他啃了两个虾饺,吃的正欢,猛的发现骆时寒好像盯着自己看了很久。
吓得他差点没噎着。
不知道是不是错觉,今天的骆时寒看着心情不错。
姜泽轻咳了两声,端起自己装虾饺的碗,慢悠悠的转过身背对着骆时寒。
等嘴里的东西咽下大半,才有些含糊的开口:“我知道我吃东西很香,你想吃就拿嘛,别盯着爷爷看。”
“一一”话才说完,姜泽后背就有些发凉。
每次在骆时寒面前口嗨,都会被不留余地的忍一顿。
姜泽只有在很放松的时候才会这么说话,他又夹起一个虾饺,小心翼翼的咬了口,接着回过头扫了骆时寒—眼。
骆时寒没什么变化,看起来没因为他刚才的话生气。
因为这一认知,姜泽又自己乐呵起来,把碗里的虾饺吃的干干净净。
早餐都吃完了,骆时寒还坐在他旁边看手机,毫无要离开的意思。
姜泽扯了张纸巾给自己擦嘴,他特别想问问骆时寒,一大早看到自己不反胃么?
他直到今儿早上才整明白,骆时寒就是小时候那个哥哥,带着他去吃意面,给他订房间,又留了热奶茶的小少年。
这么多年过去了,如果不是那张照片,他不可能想起来。
想来骆时寒也把这些都忘了。
把自己留下来到底出于什么心理呢?
如果当初对骆时寒是厌恶掺杂了恐惧,那现在的自己是愿意给骆时寒一个解释的机会。
只要能明白骆时寒变成这样的苦衷,他的厌恶和恐惧应该会少去一大半。
姜泽好奇的拨了拨头发,抿了下唇道:“你晚上要去哪?”
骆时寒翻了手机屏幕,接着嘴角弯出一抹笑:“朋友想见见你。”
姜泽脸色白了。
手机里播放的视频内容,是因为药物而迷失理智的自己。
他盯着屏幕上的“姜泽”,几乎是主动往骆时寒身上贴,凑过去吻男人的唇。
因为一段儿时记忆就对骆时寒改观,简直是他这二十多年人生做过最离谱的决定。
姜泽冷笑了声,像竖起尖刺的刺猬:“骆时寒,你就看我不顺眼到这种地步了?”
他至于明白玩玩是什么意思了。
是戏弄,是践踏,是不把人当人肆意羞辱。
对于姜泽的问题,骆时寒给不出答案。
他看姜泽倒是挺顺眼的,就是那张愤愤不平的小脸露出不一样的神情来,的确是很让人赏心悦目。

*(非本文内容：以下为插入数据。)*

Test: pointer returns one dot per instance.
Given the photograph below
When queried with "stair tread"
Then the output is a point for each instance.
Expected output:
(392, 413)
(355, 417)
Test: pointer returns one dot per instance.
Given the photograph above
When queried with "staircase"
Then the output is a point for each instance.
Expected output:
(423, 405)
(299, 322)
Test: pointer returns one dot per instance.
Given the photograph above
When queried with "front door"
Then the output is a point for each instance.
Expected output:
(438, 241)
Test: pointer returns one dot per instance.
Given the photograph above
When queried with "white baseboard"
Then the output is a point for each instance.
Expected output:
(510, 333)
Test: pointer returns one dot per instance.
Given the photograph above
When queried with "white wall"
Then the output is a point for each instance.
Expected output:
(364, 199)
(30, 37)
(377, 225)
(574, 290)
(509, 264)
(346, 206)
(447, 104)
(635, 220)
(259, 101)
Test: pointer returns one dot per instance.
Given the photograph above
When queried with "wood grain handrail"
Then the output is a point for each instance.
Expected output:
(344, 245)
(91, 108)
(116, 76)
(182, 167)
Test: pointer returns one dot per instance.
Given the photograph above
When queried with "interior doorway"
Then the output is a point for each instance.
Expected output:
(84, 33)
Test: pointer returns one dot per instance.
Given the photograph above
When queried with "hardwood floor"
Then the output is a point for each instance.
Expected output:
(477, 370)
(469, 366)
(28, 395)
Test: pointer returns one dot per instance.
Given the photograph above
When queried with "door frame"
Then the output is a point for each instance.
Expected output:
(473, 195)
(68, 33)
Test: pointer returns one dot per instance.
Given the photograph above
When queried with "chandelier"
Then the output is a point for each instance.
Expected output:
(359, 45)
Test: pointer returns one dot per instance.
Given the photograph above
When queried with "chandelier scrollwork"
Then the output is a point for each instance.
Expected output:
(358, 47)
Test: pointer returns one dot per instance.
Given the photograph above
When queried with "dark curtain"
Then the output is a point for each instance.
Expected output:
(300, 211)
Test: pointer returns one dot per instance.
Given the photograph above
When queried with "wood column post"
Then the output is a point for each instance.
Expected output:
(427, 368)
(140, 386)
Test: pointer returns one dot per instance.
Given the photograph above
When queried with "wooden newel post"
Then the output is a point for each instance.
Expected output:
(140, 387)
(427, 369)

骆时寒以为激姜泽一下,他能看到姜泽无理取闹,再者像当初在于简面前那种欢脱。
可惜什么都没有。
青年只是低沉的质问着,那双以前亮闪闪的眼睛,此时此刻只剩难言的失望。
骆时寒被姜泽看的不太舒服。
正欲开口说些什么,姜泽先出了声:“我知道了,既然你不愿意放我走,那就少出现在我面前。”